Nell’ultimo capolavoro di Grazioli “Gazpromnation”, il tema dell’industria energetica quale pilastro della politica internazionale e le nuove sfide lanciate agli Stati Uniti nello scacchiere geopolitico internazionale e soprattutto nell’Asia centrale, sono affrontati senza alcun pregiudizio di carattere politico o culturale, e fanno del volume un’eccezione rispetto alla demonizzazione della Russia e nello specifico del Presidente Putin, riscontrata in diversi libri e autori legati a interessi economici diametralmente opposti a quelli di paesi come la Germania (5000 imprese tedesche lavorano in Russia) all’Italia e alla stessa Federazione Russa.

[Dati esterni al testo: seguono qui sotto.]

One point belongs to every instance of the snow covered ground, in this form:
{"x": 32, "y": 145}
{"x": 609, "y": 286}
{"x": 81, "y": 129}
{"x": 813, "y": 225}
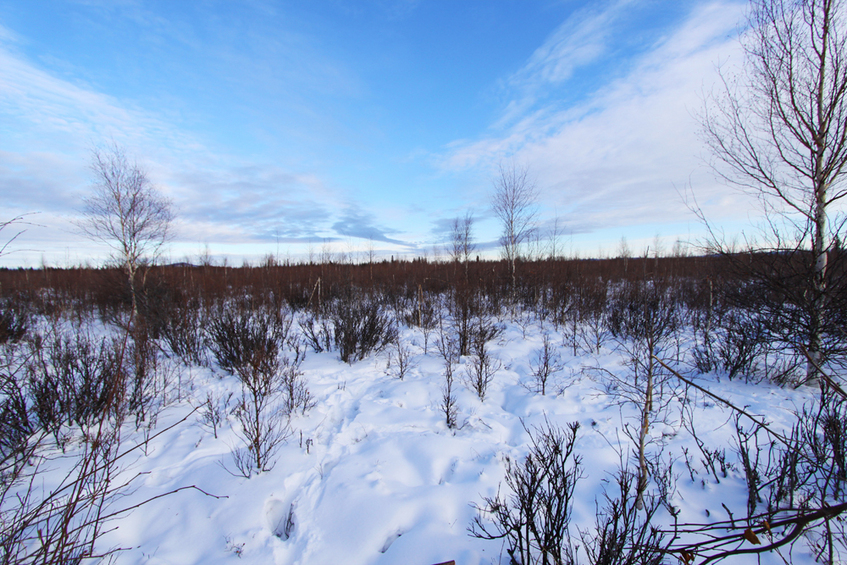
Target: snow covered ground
{"x": 372, "y": 475}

Temi ripresi anche dal Professor Caselli, il quale ha sintetizzato gli aspetti positivi e le carenze del processo di ricomposizione della statualità russa e della sue aspirazioni a potenza globale.

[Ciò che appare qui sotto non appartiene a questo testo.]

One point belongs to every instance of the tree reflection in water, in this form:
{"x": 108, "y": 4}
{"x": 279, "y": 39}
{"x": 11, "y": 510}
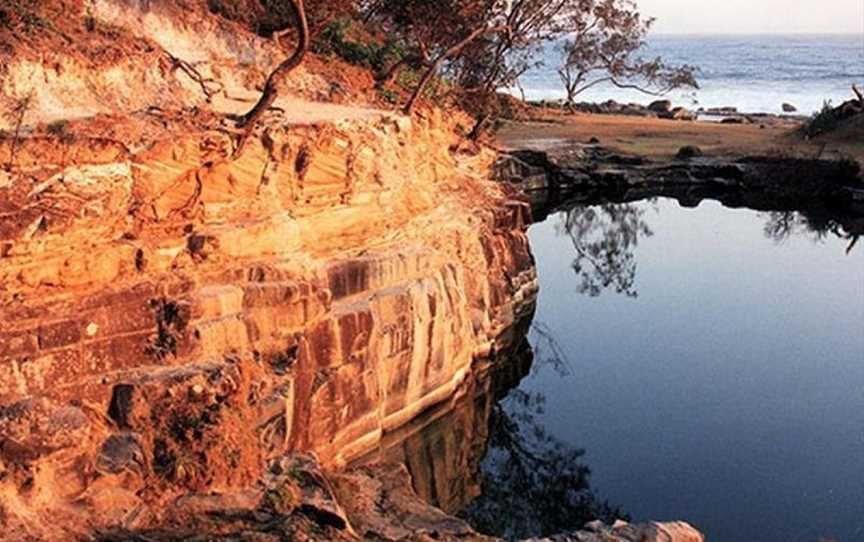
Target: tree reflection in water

La crisi del sistema economico russo nel 1998 (su cui pesano le responsabilità del Fondo Monetario Internazionale) ha posto fine all’era Eltsin ed ha evidenziato il fallimento della transizione ad un’economia di mercato, in realtà governata da oligarchi senza scrupoli, che hanno costruito la loro ricchezza sulla svendita e il saccheggio del patrimonio pubblico (ex) sovietico. Nel momento in cui era in pericolo persino l’integrità nazionale, la classe dirigente russa cosciente di non poter restaurare l’URSS, ma consapevole degli interessi economici e delle direttrici geopolitiche tradizionali, “prende in mano il paese e lo salva”. Putin e i cosiddetti Siloviki (uomini provenienti dai servizi di sicurezza o dell’apparato militare) hanno avviato le riforme necessarie per risollevare l’economia e il prestigio internazionale. Ciò ha significato intervento dello Stato per il controllo delle aziende strategiche ed estromissione degli oligarchi dalle istituzioni, ma non basta. E’ ancora necessario ridurre le disparità sociali prodotte da una redistribuzione del reddito diseguale, un’ulteriore accelerazione nella diminuzione del calo demografico e, come già detto, orientare gli investimenti in settori e tecniche necessarie per non essere una petrol-economia. Tutte misure, in realtà, adottate dal governo, ma che richiedono il tempo necessario per l’applicazione e la verifica.